Due diligence in a sharing economy (Airbnb and Uber)



Video transcript:

If you’ve got a client that’s renting out a home on Airbnb, a few things to think about because this client is going to have some federal, state, and local tax obligations, and if we’re just focused instead on federal and state income tax obligations, we’re going to miss a few things. So, certainly, at the federal and state level, how do they treat that particular rental? Is it subject to the passive activity loss rules? Could it be subject to the [Internal Revenue Code Sec.] 280A(c)(5) limitation rules? And you can look at the rules to figure that out.

But at the state and local level, and some states, it could possibly have sales tax — local level, likely transient occupancy tax. They probably also have to register for a business license, and some local jurisdictions have additional registration requirements, such as San Francisco and a few others, to actually come in, register, pay a fee. And they want to know that you have that property there. So making sure you’re asking those questions. And even one preliminary question to ask is, “Do you make any money off of anything connected with the internet?” Because it’s possible they could have a rental like that and receive no [Form] 1099 for it.

Let’s say we have someone who is an Uber driver, and they do it part time. Well, it’s possible that this is not an activity engaged in for profit. Most likely, they do it part time because they have a job where someone pays them a paycheck every week. I think additional considerations for that part-time worker is that when they file their Schedule C, it’s possible they could be showing a loss. Right, they’ve got a lot of expenses for the driving, and I think the IRS is going to start looking at those to say is that a hobby or is it truly a trade or business?

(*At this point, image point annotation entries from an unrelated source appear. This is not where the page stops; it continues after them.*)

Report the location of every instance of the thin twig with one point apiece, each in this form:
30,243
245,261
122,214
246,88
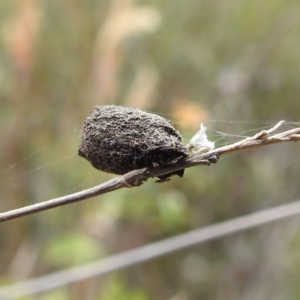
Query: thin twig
137,177
148,252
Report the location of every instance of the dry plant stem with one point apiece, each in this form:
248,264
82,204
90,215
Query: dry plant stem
137,177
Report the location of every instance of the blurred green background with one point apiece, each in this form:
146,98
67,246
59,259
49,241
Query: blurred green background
190,61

Because the factors that indicate are you in this for profit, really don’t weigh that heavily towards being in profit. There are factors under the regs, under [Regs. Sec. 1.]183-2, there are nine factors they’re looking at, you know, “Do you have a business plan?” They probably do not. “Do you have some way that you know you are going to make a profit out of this activity? Why do you even have an asset called your car?” Because it’s for personal purposes. But they don’t set the prices.

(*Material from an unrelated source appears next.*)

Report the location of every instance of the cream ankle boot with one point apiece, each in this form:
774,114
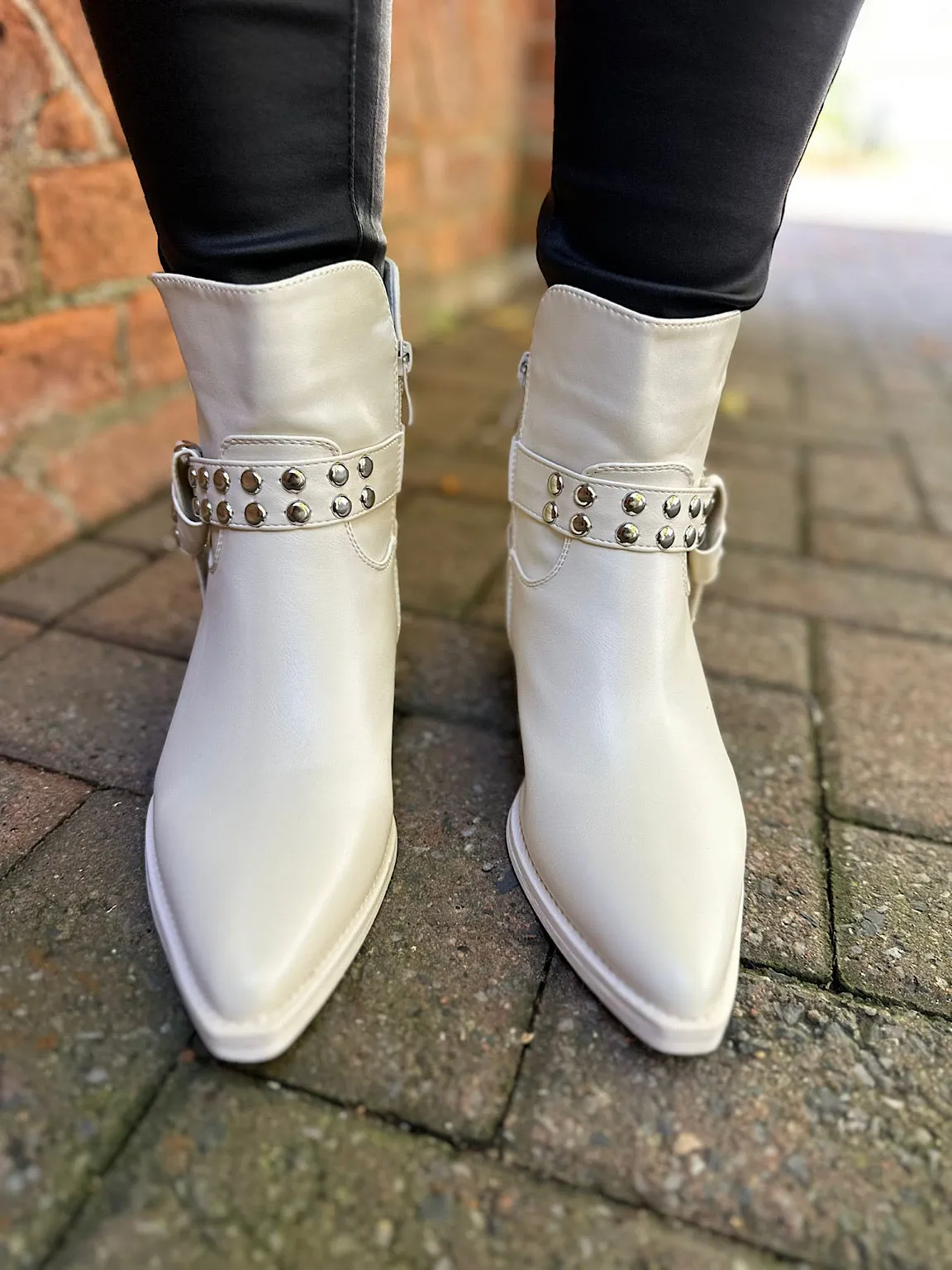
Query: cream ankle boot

A lot of times they’re just trying to get more cash flow as opposed to make a profit, but I think that’s where a CPA can add some value and talk to this worker: “Do you want to make this a business?” To more favorable tax considerations there, including even possibly set up a retirement plan that might benefit in those regards, but some assistance on getting there, but I think a lot of folks don’t have a thought in mind about that — they just figure they got in business and fill out a Schedule C. For those doing it full time or part time, because the barriers to entry are so low, you pretty much go onto the platform, sign up, pass the vehicle inspection, a quick background inspection. You could be driving the next day, so they haven’t given any thought to tax considerations. So they usually need help with figuring out what they might owe, and they also might owe quarterly estimated tax payments to federal and state. Recordkeeping — and there is a variety of tools out there that can really help in tracking your business miles use of car versus your personal miles, even simplified recordkeeping, QuickBooks, other tools that they just need help getting set up on that. And what is a possible deduction, what’s not deductible. Making sure they’ve got a separate bank account for their business versus a personal [account]. I think these folks could use a lot of assistance from a CPA that would help them really be doing this correctly and make it into a good money-making venture for them.